China is Seeking to Establish a Strategic Lock on Key Raw Materials
How China Plans to Leapfrog the American Economy (and it’s Not What You Think)
May 24, 2011Market Oracle - ...China is seeking to establish a strategic lock on key raw materials.
Like Indium. And antimony. Beryllium. Gallium. Germanium. Tungsten. Lanthanum. Tantalum. Neodymium. Niobium. Rhenium. Cobalt. Tantalum. Even familiar platinum, silver, and chromium. Even humble graphite.It plans to build itself an economy powered by this energy and then just sit back and watch the United States run out of gas.
This strategy doesn’t only consist in establishing a monopoly on key raw materials, though this is its hardest point of ultimate leverage. China also aims to dominate the industries that convert these materials into green energy products. It is using price competition to squeeze out the American solar industry, for example, which it hopes to dominate as Japan now dominates consumer electronics
If China’s master plan reaches even partial fruition, it will gain a gigantic economic advantage over the U.S. Americans will be left struggling with $10/gallon gasoline and its likely inflationary and recessionary consequences. Our living standard will be hobbled for decades.
And if China’s master plan reaches its full fruition, the game is simply over for us as a superpower. Indeed, under some scenarios, it may well be over for us as a developed nation.
This is grand strategy on a civilizational scale.
It is possible that economic and military decline will prove mutually reinforcing. If the world decisively moves—as it is already gradually moving—away from market allocation of natural resources to political allocation and so-called resource nationalism, then the inability to project sufficient power to guarantee access to key resources will itself curtail that access, weakening the economy that supports that military strength.
There is a huge controversy right now about whether China is sincere about cleaning up its environmental act. The authors argue that in significant part, it is indeed, as evidenced by the fact that China is now the world’s largest producer of green energy technologies.
But they’re not doing it because they’ve joined the Sierra Club. They’re doing it for the same reason they do everything: because it is a component of their plan for advancing national power.
Beijing makes plans in very long increments. They, unlike our own election-cycle worshiping rulers, think through where they want their country to be 100 years from now.

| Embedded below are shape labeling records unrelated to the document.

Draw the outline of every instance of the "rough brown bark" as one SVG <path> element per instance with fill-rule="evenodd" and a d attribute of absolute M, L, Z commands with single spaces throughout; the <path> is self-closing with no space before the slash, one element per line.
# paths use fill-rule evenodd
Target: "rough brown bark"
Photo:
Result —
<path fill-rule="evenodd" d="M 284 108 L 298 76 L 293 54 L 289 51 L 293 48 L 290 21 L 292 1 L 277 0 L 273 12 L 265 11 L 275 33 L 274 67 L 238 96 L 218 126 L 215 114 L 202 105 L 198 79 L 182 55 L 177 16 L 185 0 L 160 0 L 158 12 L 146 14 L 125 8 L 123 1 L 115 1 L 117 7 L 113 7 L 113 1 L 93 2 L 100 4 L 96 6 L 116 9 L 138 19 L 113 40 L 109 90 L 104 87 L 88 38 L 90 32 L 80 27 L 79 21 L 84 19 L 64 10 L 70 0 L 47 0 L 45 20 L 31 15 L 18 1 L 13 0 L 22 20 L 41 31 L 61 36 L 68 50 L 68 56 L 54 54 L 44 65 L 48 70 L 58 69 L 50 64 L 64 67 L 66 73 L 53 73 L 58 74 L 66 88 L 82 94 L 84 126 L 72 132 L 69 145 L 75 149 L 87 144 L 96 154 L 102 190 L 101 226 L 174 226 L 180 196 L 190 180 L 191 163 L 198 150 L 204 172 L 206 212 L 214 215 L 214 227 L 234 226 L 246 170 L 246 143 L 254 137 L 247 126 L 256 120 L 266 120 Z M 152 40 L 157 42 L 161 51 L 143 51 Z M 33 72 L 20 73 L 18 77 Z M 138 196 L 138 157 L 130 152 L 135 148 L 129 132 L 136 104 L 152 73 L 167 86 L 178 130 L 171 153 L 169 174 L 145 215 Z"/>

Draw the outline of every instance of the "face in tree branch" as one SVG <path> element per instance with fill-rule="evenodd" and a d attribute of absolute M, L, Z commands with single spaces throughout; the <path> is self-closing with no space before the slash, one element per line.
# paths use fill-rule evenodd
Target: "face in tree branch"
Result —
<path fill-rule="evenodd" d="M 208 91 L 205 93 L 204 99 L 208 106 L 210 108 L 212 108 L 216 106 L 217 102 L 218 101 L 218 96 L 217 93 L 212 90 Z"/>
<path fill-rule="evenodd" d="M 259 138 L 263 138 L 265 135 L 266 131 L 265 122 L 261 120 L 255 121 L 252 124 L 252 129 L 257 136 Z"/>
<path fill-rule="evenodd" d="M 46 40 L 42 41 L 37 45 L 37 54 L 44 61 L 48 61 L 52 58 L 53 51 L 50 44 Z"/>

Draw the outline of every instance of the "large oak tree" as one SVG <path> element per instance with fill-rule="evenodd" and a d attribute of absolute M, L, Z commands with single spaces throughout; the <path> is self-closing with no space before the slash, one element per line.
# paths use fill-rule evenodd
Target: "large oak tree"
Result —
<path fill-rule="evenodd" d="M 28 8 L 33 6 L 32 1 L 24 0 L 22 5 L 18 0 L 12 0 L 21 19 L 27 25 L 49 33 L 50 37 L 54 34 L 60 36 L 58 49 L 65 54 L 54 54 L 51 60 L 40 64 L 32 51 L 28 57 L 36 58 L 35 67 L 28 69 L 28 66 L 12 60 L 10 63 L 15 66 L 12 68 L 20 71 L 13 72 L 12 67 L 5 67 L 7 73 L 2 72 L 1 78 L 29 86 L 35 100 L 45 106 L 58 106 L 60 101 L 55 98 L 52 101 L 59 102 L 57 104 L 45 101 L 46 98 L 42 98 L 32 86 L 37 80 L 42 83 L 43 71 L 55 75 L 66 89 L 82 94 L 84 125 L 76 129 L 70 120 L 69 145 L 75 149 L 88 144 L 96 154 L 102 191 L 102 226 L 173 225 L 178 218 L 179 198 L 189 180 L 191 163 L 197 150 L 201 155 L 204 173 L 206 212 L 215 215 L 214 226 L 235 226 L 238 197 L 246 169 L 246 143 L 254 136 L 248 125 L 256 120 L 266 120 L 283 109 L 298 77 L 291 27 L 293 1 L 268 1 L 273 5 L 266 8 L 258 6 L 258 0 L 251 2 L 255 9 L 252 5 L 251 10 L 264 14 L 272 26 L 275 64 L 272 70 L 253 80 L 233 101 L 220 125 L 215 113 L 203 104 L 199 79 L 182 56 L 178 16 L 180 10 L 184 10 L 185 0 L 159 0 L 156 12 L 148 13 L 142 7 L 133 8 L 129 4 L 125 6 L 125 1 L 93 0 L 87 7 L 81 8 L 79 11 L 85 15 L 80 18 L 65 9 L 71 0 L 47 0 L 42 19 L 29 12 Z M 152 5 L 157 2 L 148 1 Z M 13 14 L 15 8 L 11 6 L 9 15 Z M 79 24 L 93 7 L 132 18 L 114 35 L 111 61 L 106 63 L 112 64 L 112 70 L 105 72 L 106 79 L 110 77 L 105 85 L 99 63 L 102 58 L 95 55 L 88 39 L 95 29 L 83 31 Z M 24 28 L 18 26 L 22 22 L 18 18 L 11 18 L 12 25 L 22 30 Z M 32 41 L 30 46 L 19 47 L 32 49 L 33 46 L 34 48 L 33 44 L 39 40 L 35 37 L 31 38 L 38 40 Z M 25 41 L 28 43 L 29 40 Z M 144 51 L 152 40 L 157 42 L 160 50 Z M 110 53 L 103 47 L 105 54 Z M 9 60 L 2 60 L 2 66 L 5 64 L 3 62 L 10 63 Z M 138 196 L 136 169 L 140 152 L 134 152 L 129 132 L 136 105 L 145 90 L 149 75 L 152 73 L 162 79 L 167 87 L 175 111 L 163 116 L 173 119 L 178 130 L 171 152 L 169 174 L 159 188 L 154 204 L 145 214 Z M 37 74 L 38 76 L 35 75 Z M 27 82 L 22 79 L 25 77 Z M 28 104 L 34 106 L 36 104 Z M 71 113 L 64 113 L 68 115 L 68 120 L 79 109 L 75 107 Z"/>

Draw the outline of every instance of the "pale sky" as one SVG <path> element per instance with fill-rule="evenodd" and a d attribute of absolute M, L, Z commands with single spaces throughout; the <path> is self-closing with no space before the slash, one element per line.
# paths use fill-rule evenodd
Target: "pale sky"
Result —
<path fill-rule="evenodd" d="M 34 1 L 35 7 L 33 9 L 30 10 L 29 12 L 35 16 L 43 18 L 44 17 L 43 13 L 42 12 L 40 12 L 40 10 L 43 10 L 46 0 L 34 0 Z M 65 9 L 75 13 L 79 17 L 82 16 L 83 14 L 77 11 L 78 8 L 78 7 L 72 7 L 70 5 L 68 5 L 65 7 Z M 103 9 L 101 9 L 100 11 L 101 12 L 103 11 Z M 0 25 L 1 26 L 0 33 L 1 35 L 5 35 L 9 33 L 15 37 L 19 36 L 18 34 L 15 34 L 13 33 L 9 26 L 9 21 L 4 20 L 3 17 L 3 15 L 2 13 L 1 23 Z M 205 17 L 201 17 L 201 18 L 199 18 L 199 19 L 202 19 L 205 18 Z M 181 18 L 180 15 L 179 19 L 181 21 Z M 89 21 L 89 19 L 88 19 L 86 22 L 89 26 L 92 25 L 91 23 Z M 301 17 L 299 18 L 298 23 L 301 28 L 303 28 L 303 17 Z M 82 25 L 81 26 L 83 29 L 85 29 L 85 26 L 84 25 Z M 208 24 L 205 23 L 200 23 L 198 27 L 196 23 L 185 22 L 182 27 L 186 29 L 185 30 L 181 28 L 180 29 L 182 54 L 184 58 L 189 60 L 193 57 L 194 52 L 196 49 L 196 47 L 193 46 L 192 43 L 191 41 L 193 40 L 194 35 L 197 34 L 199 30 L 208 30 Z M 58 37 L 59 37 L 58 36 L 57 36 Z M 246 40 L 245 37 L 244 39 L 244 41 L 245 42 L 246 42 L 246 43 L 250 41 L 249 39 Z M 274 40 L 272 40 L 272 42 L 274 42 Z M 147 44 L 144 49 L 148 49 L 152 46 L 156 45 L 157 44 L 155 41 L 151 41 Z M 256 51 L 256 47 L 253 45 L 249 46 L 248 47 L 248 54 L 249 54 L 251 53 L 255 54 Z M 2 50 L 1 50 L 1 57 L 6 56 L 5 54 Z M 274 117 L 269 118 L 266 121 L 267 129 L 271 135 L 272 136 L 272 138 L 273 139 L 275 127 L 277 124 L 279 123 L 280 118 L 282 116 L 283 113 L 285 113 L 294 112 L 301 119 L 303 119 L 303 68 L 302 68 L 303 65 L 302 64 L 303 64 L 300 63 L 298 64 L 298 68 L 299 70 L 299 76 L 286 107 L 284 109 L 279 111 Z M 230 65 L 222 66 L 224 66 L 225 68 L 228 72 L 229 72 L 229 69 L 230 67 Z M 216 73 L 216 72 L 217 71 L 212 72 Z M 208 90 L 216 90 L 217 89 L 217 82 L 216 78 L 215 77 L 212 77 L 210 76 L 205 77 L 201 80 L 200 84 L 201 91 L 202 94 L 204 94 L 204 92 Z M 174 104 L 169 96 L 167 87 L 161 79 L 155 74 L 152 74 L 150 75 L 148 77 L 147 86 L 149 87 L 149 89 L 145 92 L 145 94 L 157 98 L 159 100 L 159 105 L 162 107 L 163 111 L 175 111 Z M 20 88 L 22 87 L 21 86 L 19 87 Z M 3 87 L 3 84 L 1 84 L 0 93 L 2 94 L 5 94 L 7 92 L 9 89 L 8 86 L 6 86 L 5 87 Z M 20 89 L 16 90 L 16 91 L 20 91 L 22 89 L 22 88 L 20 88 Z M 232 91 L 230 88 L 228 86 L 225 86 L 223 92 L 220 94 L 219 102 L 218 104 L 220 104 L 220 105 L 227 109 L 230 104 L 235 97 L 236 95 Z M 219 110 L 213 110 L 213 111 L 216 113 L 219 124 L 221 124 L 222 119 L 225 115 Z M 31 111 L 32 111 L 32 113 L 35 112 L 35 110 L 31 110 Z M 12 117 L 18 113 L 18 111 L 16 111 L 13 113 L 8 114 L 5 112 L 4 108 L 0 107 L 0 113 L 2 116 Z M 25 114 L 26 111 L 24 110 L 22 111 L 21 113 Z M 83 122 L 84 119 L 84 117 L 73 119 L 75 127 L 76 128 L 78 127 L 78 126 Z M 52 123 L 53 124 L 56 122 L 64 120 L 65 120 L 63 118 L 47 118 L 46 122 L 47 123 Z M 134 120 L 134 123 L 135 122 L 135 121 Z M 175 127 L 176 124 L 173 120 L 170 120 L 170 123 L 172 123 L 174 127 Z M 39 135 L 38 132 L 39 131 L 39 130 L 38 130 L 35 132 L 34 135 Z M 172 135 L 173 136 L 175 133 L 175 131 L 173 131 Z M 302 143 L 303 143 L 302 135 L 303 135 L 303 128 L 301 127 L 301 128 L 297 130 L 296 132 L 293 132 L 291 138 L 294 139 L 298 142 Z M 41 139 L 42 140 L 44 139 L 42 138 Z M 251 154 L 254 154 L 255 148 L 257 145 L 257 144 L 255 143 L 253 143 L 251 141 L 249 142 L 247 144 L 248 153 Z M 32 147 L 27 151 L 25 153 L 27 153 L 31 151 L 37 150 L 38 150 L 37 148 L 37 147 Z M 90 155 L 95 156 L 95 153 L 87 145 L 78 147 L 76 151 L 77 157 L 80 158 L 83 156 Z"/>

This is why China is busy economically colonizing Africa—now home to an estimated one million Chinese workers—and is making fools of us in Afghanistan, where American military power is currently protecting huge Chinese investments in coal, copper, and other resources.
We, on the other hand, sold off most of our own strategic minerals reserve in 1992, confident that the end of history had arrived and the Soviet Union was the last enemy we would ever face.
We allowed Molycorp’s Mountain Pass mine in California’s Mohave desert—historically one the entire world’s largest sources of rare earths—to be shut down by cheap Chinese competition. We almost allowed China to buy this mine outright in 2005, when it was owned by a subsidiary of Unocal petroleum. We didn’t. So there may be hope for us yet.
Congress passed a strategic minerals bill, the Rare Earths and Critical Materials Revitalization Act, in 2010, albeit a tiny sop compared to Beijing’s grand strategy on the issue. Australia similarly checked a Chinese buyout in 2009.